Monday, February 26, 2007

locals() and free variables

I've been struggling with some odd corner cases of free variables and eval/exec in Python.

There is a long-standing bug report that you can't access free variables when you created a nested code block with eval or exec--for example, putting a lambda in an expression passed to eval. It works if the variable happens to be free in the text of the function containing the eval, but only then. The bug report claimed that Scheme worked differently, but I don't think Scheme provides a way to capture an arbitrary environment to pass to eval; it only provides access to top-level environments.

The name locals() is misleading. It returns free variables as well as local variables. The name suggests that this behavior is wrong, but it is necessary to make exec and eval work with free variables.
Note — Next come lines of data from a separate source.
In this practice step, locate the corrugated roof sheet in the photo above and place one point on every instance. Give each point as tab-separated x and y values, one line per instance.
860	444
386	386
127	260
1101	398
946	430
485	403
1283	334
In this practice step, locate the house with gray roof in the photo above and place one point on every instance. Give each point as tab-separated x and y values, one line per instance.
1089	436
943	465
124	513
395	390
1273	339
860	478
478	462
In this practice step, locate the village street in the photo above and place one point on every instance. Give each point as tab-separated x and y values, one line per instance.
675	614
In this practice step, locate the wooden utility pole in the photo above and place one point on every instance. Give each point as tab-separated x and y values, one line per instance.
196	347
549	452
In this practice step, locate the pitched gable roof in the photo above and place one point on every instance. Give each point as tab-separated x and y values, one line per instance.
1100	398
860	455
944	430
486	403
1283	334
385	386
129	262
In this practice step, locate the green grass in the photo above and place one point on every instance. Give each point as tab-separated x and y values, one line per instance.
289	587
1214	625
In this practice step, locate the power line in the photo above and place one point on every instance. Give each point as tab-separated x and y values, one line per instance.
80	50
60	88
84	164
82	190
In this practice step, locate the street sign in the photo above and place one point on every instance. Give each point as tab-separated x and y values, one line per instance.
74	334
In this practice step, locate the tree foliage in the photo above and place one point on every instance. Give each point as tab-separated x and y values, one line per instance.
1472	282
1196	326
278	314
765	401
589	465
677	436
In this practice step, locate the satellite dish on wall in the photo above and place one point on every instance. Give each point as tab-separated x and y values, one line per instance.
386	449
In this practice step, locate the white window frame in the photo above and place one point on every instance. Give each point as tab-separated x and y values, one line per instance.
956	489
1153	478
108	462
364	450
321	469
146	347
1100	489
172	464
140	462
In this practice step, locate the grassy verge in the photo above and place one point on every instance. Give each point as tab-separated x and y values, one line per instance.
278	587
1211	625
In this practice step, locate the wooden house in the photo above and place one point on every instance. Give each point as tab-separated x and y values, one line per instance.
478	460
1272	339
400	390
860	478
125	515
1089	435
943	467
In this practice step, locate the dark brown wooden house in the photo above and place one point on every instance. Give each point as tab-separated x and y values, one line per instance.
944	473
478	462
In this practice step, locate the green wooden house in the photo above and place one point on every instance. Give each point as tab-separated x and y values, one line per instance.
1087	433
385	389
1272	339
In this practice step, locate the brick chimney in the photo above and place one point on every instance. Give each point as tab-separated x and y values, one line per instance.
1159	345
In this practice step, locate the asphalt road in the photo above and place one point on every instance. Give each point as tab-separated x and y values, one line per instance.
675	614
The function returns the names visible in the current scope.

The discussion here is actually about much more than locals(). The same basic issues arise when you use exec or import * in a block or when you use the debugger or some other trace function installed via sys.settrace(). In all these cases, we extract variables in a dictionary to support introspection.

There is still a problem with locals(), which results from the use of locals() in debugging. The implementation makes sure that changes made to the locals dict are reflected in the running program in many cases. In old versions of Python, local variables were stored in a dictionary and locals() returned the actual dictionary. This feature is useful in the debugger. When the implementation changed to use a simple C array instead of a dict, the interpreter arranged to copy variables back and forth between the dictionary and the array when the debugger was used. (This behavior is also needed to make features like exec and import * work.)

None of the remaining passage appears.